Merge Feasibility File and NHANES Data
Purpose
This module provides instruction on how to merge the SAS-formatted datasets from the feasibility and NHANES data files created in the previous module, into a single analytic dataset.
Task: Merge Feasibility Files and NHANES Demographic Datasets
Once you have created the SAS-formatted feasibility and NHANES datasets you will then need to merge them by SEQN. For analytic purposes, subsetting the data is not recommended.

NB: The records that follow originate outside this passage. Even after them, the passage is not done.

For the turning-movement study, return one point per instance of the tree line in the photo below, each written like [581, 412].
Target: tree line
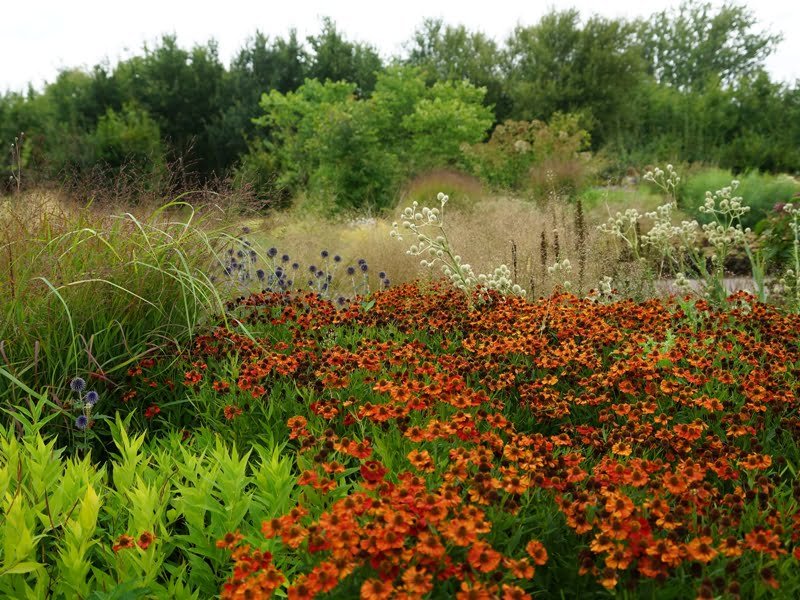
[687, 84]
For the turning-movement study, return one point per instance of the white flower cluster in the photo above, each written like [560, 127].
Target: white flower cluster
[437, 248]
[501, 281]
[663, 232]
[667, 181]
[623, 226]
[560, 271]
[727, 210]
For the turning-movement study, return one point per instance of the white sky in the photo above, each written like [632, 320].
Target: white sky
[39, 37]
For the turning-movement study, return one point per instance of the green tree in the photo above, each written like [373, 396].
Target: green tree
[559, 65]
[697, 44]
[335, 58]
[180, 89]
[452, 53]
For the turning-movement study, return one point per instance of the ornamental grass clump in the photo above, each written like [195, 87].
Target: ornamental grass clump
[436, 246]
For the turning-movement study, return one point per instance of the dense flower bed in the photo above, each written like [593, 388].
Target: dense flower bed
[517, 448]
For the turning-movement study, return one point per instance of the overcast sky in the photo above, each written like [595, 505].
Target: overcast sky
[39, 37]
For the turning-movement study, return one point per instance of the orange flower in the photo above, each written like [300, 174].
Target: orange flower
[483, 557]
[619, 558]
[608, 578]
[701, 549]
[375, 589]
[475, 591]
[675, 483]
[417, 581]
[619, 506]
[231, 412]
[537, 552]
[521, 569]
[460, 532]
[512, 592]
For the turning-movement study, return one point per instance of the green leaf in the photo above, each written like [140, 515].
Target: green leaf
[23, 567]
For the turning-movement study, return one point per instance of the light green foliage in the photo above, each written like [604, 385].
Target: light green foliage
[692, 45]
[506, 160]
[440, 124]
[453, 53]
[324, 137]
[129, 138]
[59, 517]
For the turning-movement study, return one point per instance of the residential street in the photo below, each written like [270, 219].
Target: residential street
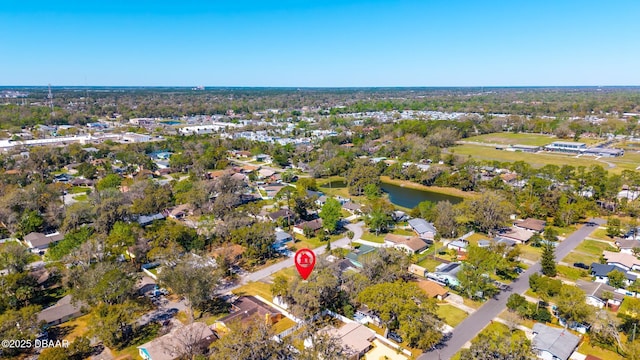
[261, 274]
[477, 321]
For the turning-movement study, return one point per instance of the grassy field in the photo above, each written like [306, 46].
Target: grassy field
[451, 314]
[600, 234]
[524, 139]
[429, 263]
[594, 247]
[493, 330]
[574, 257]
[514, 139]
[587, 348]
[435, 189]
[530, 252]
[79, 190]
[255, 288]
[283, 325]
[572, 273]
[536, 160]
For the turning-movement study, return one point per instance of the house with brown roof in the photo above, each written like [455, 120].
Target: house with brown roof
[178, 343]
[63, 311]
[38, 241]
[433, 289]
[530, 224]
[356, 339]
[408, 244]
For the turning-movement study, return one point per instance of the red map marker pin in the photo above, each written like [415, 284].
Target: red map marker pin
[305, 260]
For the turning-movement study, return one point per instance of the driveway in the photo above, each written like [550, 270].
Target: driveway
[474, 323]
[268, 271]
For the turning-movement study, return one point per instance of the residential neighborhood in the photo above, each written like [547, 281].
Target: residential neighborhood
[174, 237]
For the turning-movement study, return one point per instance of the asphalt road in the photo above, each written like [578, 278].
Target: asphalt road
[261, 274]
[472, 325]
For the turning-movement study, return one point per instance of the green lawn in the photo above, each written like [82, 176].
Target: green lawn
[514, 139]
[255, 288]
[594, 247]
[473, 239]
[372, 237]
[574, 257]
[530, 253]
[79, 190]
[429, 263]
[283, 325]
[493, 330]
[538, 160]
[587, 348]
[451, 314]
[573, 273]
[600, 234]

In this task, both files are sorted, and then merged to create a new SAS dataset. SAS coding examples are included.
Step 1: Run Program
Download, open and run the SAS Medicare program. Note that this is the same program that was downloaded in Module 6. If you have already downloaded the program and altered the LIBNAME statements, you do not need to download it again.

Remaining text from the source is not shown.